Gist is immers een eencellig plantje, dat zelf ook voedingsstoffen nodig heeft om te overleven! Je geeft toch ook je tuin- en kamerplanten voeding (koemestkorrels bijvoorbeeld)? Welke voedingsstoffen heeft de wijngist dan nodig?
Toen wij in oktober 2010 enkele dagen op bezoek waren bij een wijnmaker in de Pfalz hebben we een ochtend meegelopen bij de dagelijkse controles van de wijnen-in-aanmaak. Een van de dingen die we daar leerden, was dat een gistende wijn een zwavelachtige lucht kan vertonen, afkomstig van H2S (waterstofsulfide, dat naar rotte eieren ruikt). Als dat optreedt, moet de wijnmaker handelen.

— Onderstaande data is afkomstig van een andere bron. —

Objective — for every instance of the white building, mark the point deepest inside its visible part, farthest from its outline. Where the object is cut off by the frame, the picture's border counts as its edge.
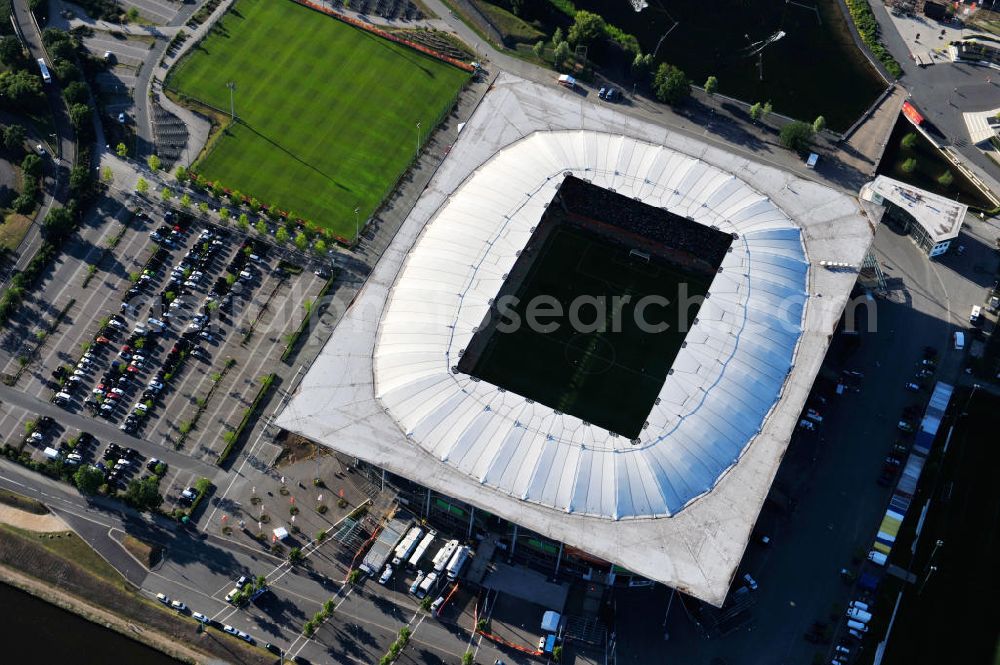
(677, 505)
(932, 221)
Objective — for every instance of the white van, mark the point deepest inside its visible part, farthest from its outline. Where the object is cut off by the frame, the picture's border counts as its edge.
(877, 558)
(859, 615)
(857, 625)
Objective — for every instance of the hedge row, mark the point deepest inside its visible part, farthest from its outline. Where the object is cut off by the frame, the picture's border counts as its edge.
(304, 326)
(265, 388)
(864, 21)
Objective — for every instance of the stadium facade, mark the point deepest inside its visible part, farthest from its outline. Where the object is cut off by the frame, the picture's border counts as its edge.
(675, 503)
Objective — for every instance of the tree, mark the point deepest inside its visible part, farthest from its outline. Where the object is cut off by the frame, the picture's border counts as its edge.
(301, 241)
(10, 50)
(586, 27)
(79, 115)
(76, 93)
(560, 55)
(796, 135)
(21, 90)
(58, 223)
(671, 85)
(144, 494)
(32, 165)
(13, 136)
(88, 479)
(79, 180)
(642, 65)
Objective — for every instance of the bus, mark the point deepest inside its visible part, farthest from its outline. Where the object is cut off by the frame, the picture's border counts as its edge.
(426, 585)
(444, 555)
(418, 553)
(406, 545)
(457, 562)
(45, 71)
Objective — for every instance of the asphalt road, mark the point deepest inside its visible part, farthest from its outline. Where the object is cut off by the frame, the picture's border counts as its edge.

Om zijn werk goed te doen – en dus de suikers zoveel mogelijk te laten vergisten – heeft gist namelijk stikstof nodig, bij voorkeur in de vorm van ammonium-ionen (NH4+) en bepaalde aminozuren (bouwstenen van eiwitten). De vakterm hiervoor is YAN: yeast-assimilable nitrogen (gist-assimileerbare stikstof). Deze stoffen komen van nature voor in het druivensap. Een te laag YAN-gehalte van de most leidt ertoe dat de gist de benodigde stikstof ergens anders vandaan haalt. De gist gaat andere stoffen in de most afbreken, waarbij een overmaat aan H2S kan vrijkomen, wat bij de dagelijkse controle (ruiken) snel opvalt.
De behoefte aan stikstof varieert per type gist, maar het algemene principe is: als de gist voeding (stikstof) tekort komt, kan dat gevolgen hebben voor de wijn die het resultaat is van de gisting.

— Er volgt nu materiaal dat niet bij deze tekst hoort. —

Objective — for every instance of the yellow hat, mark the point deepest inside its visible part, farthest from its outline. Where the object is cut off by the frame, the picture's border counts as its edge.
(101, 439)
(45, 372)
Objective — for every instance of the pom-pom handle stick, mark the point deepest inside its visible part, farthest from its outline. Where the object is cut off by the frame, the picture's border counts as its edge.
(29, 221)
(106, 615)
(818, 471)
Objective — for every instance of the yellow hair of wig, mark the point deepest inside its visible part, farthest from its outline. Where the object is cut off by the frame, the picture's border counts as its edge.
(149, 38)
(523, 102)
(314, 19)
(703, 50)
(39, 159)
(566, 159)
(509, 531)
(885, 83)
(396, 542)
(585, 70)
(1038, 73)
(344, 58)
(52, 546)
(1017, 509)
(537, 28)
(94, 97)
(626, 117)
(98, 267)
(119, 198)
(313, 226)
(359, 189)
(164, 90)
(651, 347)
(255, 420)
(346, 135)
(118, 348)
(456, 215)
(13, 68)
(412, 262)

Als tijdens de alcoholische gisting geen of weinig H2S is gevormd, wil dat overigens niet zeggen dat de gisting optimaal is verlopen vanuit het standpunt van geur en smaak van de wijn. Het is namelijk ook mogelijk dat er andere zwavelverbindingen zijn gevormd, die de wijn allerlei gewenste of ongewenste aroma’s kunnen geven. In een recent artikel in Perswijn (november 2010) schrijft Lars Daniëls MW dat zwavel zeer goed aan de basis zou kunnen staan van allerlei aroma’s die men als mineraliteit benoemt. Ook andere bekende aroma’s in wijn zouden dus het gevolg kunnen zijn van ‘ondervoede’ gisten.

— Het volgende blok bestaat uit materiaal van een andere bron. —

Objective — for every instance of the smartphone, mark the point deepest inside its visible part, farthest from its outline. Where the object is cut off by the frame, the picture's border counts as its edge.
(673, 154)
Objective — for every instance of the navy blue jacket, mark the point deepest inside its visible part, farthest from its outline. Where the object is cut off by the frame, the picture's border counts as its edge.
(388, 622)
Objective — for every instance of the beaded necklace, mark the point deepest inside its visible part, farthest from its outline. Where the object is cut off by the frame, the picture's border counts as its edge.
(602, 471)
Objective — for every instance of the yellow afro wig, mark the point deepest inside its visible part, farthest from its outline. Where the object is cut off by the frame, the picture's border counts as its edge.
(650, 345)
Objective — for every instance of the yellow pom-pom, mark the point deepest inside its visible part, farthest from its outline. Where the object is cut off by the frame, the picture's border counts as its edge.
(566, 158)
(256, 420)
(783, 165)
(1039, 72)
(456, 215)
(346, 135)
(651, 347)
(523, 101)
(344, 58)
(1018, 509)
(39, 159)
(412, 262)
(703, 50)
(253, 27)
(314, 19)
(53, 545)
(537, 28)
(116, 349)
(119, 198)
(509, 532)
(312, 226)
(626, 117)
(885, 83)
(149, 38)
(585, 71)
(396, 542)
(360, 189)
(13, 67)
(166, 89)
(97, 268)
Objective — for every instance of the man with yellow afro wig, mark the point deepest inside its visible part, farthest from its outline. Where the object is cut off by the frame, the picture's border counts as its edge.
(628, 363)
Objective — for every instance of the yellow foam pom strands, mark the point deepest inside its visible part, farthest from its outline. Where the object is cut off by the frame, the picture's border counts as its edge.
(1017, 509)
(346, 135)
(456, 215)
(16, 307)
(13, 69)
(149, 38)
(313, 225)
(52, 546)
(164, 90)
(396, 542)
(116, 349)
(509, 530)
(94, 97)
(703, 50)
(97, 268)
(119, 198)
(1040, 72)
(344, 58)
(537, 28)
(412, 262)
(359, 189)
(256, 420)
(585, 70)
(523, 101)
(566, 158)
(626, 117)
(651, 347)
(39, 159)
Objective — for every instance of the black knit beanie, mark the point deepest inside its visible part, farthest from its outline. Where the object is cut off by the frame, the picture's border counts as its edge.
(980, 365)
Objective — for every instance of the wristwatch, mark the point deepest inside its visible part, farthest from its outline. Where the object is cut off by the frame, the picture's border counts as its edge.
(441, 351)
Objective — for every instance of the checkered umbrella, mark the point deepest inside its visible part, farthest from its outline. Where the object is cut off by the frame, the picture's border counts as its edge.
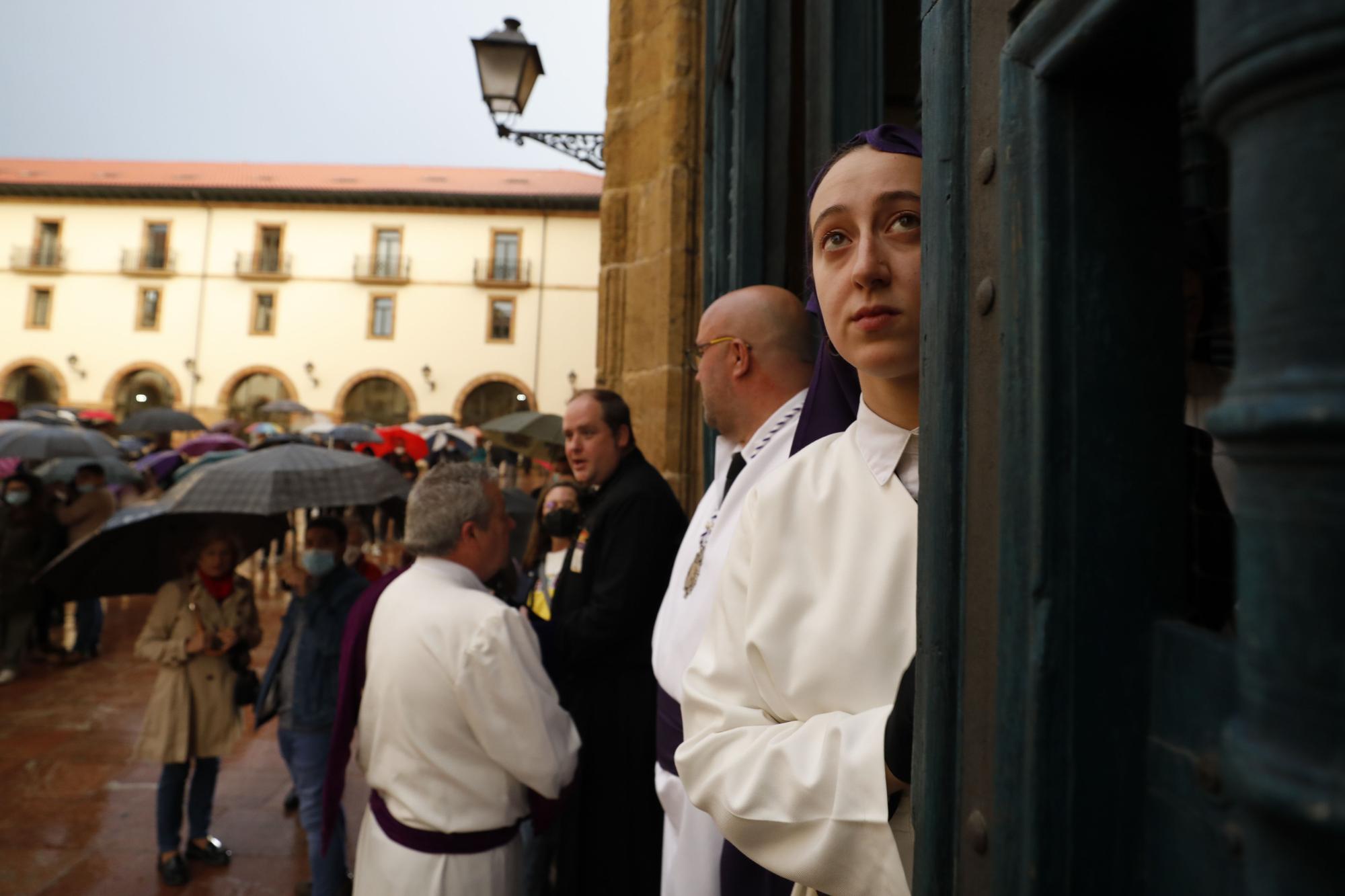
(286, 478)
(22, 439)
(161, 420)
(141, 548)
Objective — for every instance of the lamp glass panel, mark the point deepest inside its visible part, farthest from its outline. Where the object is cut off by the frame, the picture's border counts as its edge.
(501, 65)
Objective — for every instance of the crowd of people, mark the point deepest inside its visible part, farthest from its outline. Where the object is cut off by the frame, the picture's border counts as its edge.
(637, 702)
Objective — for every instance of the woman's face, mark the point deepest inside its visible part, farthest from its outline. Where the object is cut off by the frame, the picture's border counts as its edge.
(217, 559)
(866, 232)
(559, 498)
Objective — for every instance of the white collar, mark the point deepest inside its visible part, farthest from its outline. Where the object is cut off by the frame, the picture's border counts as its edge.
(724, 450)
(453, 572)
(882, 443)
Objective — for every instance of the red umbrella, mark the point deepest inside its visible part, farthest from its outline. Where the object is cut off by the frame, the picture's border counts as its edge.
(395, 436)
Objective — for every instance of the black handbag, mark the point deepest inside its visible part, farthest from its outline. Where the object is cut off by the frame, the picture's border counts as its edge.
(247, 684)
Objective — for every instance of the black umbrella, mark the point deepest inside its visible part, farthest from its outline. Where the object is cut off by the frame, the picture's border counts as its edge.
(34, 442)
(284, 407)
(528, 432)
(283, 439)
(142, 548)
(353, 434)
(161, 420)
(287, 478)
(48, 417)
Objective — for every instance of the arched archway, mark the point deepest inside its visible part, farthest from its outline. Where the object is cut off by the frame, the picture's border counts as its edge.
(33, 381)
(493, 396)
(252, 388)
(380, 396)
(142, 386)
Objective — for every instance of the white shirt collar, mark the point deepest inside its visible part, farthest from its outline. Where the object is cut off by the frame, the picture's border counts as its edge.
(453, 572)
(766, 434)
(884, 446)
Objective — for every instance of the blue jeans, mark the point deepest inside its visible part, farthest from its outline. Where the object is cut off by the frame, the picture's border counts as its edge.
(88, 626)
(306, 755)
(173, 782)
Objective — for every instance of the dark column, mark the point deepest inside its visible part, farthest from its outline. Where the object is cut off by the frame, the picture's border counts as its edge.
(1273, 80)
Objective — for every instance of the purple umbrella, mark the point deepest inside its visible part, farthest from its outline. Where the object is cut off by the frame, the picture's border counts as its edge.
(210, 442)
(162, 463)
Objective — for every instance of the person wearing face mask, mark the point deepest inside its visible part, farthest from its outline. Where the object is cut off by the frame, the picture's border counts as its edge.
(787, 701)
(301, 686)
(200, 633)
(29, 540)
(459, 719)
(88, 509)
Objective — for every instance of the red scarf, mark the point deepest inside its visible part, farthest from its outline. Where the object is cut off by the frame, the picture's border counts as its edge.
(219, 588)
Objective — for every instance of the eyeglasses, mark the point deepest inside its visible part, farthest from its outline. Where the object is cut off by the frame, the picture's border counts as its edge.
(697, 352)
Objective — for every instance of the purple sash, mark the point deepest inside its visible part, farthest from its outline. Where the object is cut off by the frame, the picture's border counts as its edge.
(668, 731)
(434, 841)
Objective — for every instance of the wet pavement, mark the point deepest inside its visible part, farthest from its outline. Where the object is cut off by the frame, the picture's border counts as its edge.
(77, 815)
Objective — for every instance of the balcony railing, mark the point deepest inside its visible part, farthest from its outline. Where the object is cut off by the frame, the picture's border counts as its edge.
(263, 266)
(502, 272)
(383, 270)
(149, 261)
(38, 259)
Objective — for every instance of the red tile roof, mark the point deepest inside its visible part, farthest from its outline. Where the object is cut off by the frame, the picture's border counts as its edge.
(297, 178)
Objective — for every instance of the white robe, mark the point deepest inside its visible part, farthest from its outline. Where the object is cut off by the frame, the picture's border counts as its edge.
(458, 717)
(692, 842)
(786, 701)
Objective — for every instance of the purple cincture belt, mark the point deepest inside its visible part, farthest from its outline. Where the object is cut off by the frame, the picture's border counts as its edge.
(668, 731)
(438, 842)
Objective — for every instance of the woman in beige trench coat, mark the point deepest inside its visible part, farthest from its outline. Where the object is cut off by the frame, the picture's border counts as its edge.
(196, 623)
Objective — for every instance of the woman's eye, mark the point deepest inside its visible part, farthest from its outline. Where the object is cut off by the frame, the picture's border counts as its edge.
(906, 222)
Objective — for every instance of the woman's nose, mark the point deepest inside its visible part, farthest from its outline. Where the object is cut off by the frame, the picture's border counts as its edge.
(871, 268)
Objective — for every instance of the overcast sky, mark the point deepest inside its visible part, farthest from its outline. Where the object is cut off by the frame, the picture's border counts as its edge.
(341, 81)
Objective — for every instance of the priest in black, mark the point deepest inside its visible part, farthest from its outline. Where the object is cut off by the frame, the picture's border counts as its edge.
(605, 608)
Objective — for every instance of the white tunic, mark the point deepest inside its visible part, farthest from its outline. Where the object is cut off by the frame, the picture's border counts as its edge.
(458, 717)
(692, 842)
(786, 701)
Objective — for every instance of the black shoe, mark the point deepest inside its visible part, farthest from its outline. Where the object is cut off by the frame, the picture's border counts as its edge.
(174, 872)
(213, 853)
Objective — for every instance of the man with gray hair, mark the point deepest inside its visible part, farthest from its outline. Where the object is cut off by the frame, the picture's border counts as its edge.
(458, 719)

Natuurlijk hebben wijnmakers oplossingen voor het probleem van stikstoftekort. Eén simpele oplossing is het toevoegen van een stofje dat diammoniumfosfaat heet; een leek zou dat gewoon voedingszout noemen. In de EU-landen is gebruik hiervan toegestaan tot 30 gram/hl, in de VS tot 96 g/hl en in Australië tot 40 g/hl. Je voegt het zout toe, de gist kan weer verder met het omzetten van suikers in alcohol, en gered is je wijn.
Wat wij ons afvragen: hoe komt de druif aan de juiste hoeveelheid stikstof? Is de verzorging van de bodem van invloed op het stikstofgehalte in de most? Ligt hierin misschien een verklaring voor het succes van biodynamie?